Lasater, who worked as a pilot for Cracker Barrel for more than 12 years, gave an example. “Suppose your company has a president and two or three executives who need to be in Casper, Wy. for a conference,” he said. “A commercial flight will take two days there and two days back, but if you have a plane you put everyone you need on that plane this morning and they’re back in time for dinner with their family.”
He pointed out that while that is partly personal convenience it also saves the company three or four days pay for however many executives.
Those smaller company planes are the ones Redi-Air hopes to encourage to use Lebanon Airport as a base.The company has already started its efforts to spruce up the facilities at the airport, too.
The reception area has a fresh coat of paint, new furniture and a modern new look.“Three weeks ago, this area was institutional white and not very attractive,” Lasater said.It’s all part of the effort to make the airport ready for company, and Redi- Air is expecting visitors.
On May 20, a Vietnam helicopter pilots’ group will be stopping off on a “Trip to the Wall” (the Vietnam Wall in Washington, D.C.), partly because there are several Vietnam pilots in this area.On June 7-8, there is a D-Day Memorial planned for the airport, with everyone encouraged to come out and see the planes and activities.
The following weekend will be Airport Appreciation Day with tours of the airport and possible plane rides and other activities.
On Sept 4, the 555th Squadron, a World War II all-black squadron, will be coming to the airport, and there’s a fly-in scheduled for later in September.
And in between, the Young Eagles program is still alive and well at the airport. Young Eagles is a program sponsored by the Experimental Aircraft Association to give plane rides to children.
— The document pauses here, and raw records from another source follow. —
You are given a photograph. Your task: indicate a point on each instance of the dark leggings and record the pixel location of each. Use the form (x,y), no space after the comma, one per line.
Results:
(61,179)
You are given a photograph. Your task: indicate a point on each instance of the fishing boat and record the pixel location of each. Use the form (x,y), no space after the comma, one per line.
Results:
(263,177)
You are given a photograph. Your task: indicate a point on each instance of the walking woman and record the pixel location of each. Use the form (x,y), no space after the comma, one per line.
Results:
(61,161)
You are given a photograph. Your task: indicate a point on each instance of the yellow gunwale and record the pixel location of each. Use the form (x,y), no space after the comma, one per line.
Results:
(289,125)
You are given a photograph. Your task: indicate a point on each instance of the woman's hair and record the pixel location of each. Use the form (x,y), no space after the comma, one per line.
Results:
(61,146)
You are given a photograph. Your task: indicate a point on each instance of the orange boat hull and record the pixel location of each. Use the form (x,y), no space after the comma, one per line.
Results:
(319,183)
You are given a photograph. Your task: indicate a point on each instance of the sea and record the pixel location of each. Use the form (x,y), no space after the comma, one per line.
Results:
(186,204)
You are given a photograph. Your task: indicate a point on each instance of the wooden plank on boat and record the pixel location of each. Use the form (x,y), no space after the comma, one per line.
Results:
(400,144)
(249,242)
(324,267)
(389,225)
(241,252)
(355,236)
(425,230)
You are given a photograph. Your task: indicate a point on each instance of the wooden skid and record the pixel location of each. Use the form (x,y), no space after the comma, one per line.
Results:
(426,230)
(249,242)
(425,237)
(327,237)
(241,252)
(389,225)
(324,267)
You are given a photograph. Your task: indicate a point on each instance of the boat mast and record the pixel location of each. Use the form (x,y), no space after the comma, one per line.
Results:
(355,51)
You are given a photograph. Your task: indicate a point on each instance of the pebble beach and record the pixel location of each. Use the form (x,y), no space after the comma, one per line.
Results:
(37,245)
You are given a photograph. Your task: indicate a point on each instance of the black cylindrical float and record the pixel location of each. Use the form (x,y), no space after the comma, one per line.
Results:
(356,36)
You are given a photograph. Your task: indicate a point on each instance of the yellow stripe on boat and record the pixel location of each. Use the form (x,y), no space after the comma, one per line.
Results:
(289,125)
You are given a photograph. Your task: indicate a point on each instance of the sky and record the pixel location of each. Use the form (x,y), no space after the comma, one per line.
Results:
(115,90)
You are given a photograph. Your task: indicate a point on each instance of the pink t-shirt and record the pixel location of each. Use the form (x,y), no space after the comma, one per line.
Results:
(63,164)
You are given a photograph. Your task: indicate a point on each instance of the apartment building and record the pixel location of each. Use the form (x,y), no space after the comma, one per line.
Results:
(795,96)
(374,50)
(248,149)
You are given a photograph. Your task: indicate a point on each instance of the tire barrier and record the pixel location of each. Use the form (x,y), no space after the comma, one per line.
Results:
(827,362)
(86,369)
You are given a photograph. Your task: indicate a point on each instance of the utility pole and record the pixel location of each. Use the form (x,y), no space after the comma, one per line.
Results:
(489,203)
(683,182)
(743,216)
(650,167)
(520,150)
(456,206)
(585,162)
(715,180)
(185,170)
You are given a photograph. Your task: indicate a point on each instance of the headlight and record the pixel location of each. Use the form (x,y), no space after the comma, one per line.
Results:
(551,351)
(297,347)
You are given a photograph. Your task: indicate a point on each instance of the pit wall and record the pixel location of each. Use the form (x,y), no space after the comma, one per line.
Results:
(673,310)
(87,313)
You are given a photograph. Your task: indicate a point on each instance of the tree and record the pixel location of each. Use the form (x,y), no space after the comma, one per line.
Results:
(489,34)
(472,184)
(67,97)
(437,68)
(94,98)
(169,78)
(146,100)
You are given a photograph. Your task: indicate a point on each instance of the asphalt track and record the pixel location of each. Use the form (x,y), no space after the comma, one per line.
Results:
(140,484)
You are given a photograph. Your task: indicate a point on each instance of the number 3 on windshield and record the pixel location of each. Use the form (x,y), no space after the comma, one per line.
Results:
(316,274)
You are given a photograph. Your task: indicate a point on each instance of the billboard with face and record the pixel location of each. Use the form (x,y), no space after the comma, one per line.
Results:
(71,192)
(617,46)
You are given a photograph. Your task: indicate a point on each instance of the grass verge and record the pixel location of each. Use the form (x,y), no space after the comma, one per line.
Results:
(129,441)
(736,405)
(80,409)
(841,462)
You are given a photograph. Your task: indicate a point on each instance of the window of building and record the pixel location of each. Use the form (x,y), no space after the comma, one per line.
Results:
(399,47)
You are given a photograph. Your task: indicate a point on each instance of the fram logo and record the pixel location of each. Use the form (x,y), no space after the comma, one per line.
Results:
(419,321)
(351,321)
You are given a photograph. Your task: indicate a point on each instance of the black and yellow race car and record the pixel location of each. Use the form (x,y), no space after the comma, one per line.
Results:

For more information, call the airport at 444-0031.But what if you want to learn to fly? Redi-Air group will be providing lessons for potential pilots.
First, new pilots will talk to Lasater. He will match them up with a flight instructor who will stay with them for the entire program. New pilots can train at several levels from private license up through commercial piloting, and in the future there will even be training on Very Light Jets (VLJ). These small jets carry from four to eight passengers, and cost in a range from $1.5 million to $2.7 million. They are quieter, more efficient and more airport friendly than the bigger models.
The plan is to have a variety of sizes and types of planes for pilots to train for future careers.
At this point, Belew, Bay and Lasater all say they are very pleased with the support their plans are receiving locally. “We want to say thanks for the support we’ve received,” Belew said. “We’ve been very well received,” Lasater said.
“Yes, we appreciate the city fathers and the airport commission for helping make this work,” Bay added.